The drugs in question are “dopamine agonists” and are part of the standard treatment of Parkinson’s disease. Though the story emphasises the rarity of these side effects, it talks up the dramatic effects when they do crop up:

One 52-year-old married man started gambling “uncontrollably” after raising the dose of his dopamine agonist. His wife phoned the neurologist to report that her husband had lost more than $100,000, was eating compulsively — he gained 50 pounds — and had an obsession with sex that resulted in him carrying on an extramarital affair. The man lost his excessive interest in gambling and sex when the medication was tapered off, according to the report

Another man with no history of gambling started frequenting casinos for days at a time, exhibited an increased sex drive, drank more alcohol and ate excessively. When his medications were stopped, he reverted to having sex once weekly instead of four times a day.

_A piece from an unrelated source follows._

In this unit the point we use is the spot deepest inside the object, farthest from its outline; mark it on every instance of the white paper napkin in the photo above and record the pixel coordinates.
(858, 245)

And one 68-year-old man lost more than $200,000 gambling in six months and left town for days at a time without telling anyone where he was.

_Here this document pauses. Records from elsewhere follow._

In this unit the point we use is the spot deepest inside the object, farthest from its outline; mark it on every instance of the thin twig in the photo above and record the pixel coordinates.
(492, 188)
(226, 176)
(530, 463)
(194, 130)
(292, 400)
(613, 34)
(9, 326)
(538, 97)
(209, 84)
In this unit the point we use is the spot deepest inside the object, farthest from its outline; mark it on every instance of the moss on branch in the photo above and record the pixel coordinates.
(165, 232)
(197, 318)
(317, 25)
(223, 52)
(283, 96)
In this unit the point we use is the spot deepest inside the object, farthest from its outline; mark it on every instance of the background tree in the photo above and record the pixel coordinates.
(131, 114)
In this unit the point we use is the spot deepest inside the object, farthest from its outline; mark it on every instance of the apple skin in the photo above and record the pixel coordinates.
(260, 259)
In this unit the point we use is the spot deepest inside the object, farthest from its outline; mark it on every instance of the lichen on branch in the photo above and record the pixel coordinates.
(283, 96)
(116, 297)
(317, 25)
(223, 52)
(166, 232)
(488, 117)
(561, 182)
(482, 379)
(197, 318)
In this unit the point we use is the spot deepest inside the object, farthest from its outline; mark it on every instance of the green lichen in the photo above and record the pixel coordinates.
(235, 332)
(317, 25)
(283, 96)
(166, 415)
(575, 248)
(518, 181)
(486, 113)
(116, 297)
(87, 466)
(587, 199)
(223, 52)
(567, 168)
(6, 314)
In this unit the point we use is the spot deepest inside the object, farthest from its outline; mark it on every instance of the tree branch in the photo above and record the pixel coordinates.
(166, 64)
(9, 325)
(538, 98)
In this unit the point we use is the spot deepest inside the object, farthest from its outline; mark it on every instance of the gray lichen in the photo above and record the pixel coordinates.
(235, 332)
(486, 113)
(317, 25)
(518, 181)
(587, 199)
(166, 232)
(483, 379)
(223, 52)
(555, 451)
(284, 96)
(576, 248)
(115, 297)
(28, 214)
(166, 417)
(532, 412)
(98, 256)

But instead of celebrating the fact that they’ve found a drug that might be used to make the entirety of earth’s population as drunk, sex hungry, and overweight as we Americans appear to be, these killjoy doctors are looking in the results for clues to combatting compulsive or addictive behavior elsewhere. Dr. M. Leann Dodd senior associate consultant in the department of psychiatry and psychology at the Mayo Clinic, in Rochester, Minnesota wonders:

It would be very interesting to see whether or not medications that have the opposite effect on [these nerve receptors] might curb some of these behaviors. Does this lead to potential treatments for blocking [the neural activity driving these obsesive behaviors]? That’s clearly something to look at.

Anyway, thanks to Jon for pointing the article my way.